Conclusions

Results and Discussion

For KMeans clustering, visualizing the clusters by region provides somewhat less information than by the water type, but still provides us interesting results. Clusters 9, 7, and 3 all had their highest County rate in California or Texas counties. The top counties for these clusters were Fort Bend (Texas), Riverside and Fresno (California) and Orange, Los Angeles, and San Bernardino (California). Clusters 11 and 5 vary more, with cluster 11 being primarily in Washington (Minnesota) and cluster 5 in Harris (Texas). Cluster 11 is particularly interesting here because it is the only one not in Texas or California, but rather Minnesota. This was also the cluster with surface water being the primary water type and one of the moderately high incomes.

No matter how many data points are in the model, DBSCAN will only produce one cluster, with any value of epsilon (i.e. how much noise is added to the data). Thus, given the two clustering algorithms performed here, KMeans still gives us the most information about this dataset.

For apriori, the main takeaway from this analysis is how widespread the long chain PFOA/PFOS and their derivatives are. Even as they degrade, they still exist in the water system in different forms. The county vs state level maps show that the state level map perhaps generalized the contamination patterns too much. There is still contamination in all those counties, but when clumped together, that contamination pattern gets diluted. Therefore, the county-level model provides the best insight into contamination patterns.

While the linear regression models show statistically weak but directionally consistent relationships, the negative correlation with income and positive correlation with poverty in contamination metrics reinforce environmental justice concerns — that economically disadvantaged areas are more vulnerable to water contamination. Despite the rather low R² values, these patterns may warrant further investigation using nonlinear models or incorporating additional contextual variables like infrastructure age, proximity to industrial activity, or regulation strength. The use of Box-Cox transformations also significantly improved model normality and residual behavior, enabling more reliable inference from these regression models. This is underlined by the low MSE and RMSE values for all linear regression models shown.

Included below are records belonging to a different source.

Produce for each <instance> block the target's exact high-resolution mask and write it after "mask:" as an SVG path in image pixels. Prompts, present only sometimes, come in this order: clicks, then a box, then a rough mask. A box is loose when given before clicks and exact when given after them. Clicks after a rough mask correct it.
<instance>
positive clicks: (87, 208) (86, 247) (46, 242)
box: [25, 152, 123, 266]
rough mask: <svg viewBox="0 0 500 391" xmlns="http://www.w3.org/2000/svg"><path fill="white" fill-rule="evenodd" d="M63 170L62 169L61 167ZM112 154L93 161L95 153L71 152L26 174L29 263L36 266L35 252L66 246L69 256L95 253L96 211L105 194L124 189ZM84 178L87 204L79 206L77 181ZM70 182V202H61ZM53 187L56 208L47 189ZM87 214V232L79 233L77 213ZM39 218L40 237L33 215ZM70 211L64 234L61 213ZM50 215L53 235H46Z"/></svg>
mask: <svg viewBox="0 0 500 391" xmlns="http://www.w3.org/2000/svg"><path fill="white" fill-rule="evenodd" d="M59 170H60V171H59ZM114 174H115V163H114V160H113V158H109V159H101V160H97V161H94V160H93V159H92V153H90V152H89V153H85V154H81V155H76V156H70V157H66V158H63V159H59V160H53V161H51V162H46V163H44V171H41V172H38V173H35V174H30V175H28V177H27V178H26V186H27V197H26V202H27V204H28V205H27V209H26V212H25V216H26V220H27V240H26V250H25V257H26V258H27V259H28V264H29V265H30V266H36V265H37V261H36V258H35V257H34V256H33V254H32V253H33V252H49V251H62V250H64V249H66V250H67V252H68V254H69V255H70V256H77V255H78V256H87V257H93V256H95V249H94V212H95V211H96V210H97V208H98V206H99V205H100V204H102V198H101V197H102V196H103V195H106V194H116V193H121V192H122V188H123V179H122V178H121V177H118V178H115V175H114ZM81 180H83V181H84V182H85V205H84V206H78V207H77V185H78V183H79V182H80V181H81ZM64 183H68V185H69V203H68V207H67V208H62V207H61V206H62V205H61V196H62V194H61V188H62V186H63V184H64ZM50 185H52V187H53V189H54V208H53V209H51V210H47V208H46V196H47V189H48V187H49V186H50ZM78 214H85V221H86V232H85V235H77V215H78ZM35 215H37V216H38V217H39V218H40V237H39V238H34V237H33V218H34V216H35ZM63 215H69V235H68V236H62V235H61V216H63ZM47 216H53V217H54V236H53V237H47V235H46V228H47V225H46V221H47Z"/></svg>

Conversely, when population statistics were examined in conjunction with other readily available information regarding sample water source, supervised machine learning models were able to extrapolate clear patterns. Specifically, a support vector machine trained using a radial basis function kernel – to account for highly nonlinear relationships between features – was able to predict the presence of hazardous water quality at a rate of over 90% accuracy. However, we found that during the fairness audit our model under-performed when identifying water samples that exceeded the MCL level in high-poverty areas.

Conclusion and Future Work

Based on our analysis, it appears that PFAS contamination is still a major issue in much of the water sources across the continental US, whether it be the legacy long-chain compounds or its short-chain derivatives. All variants are detrimental to human health, and more severe contamination patterns are associated with lower income, highlighting a major environmental injustice. However, given the ability of predictive machine learning models to determine the likelihood of hazardous water samples, areas of greatest concern can be easily identified (and in theory managed). This comes with the caveat that areas of greatest concern are not as easily identifiable in high-poverty regions, as a result models should be further enhanced by the incorporation of ensemble learning methods to reduce individual model biases. It will also be of paramount importance to track and understand water quality shifts that coincide with changing political legislation. Furthermore, continued research should be conducted to include modeling and analysis done for Hawaii, Alaska, tribal nations, and other US territories.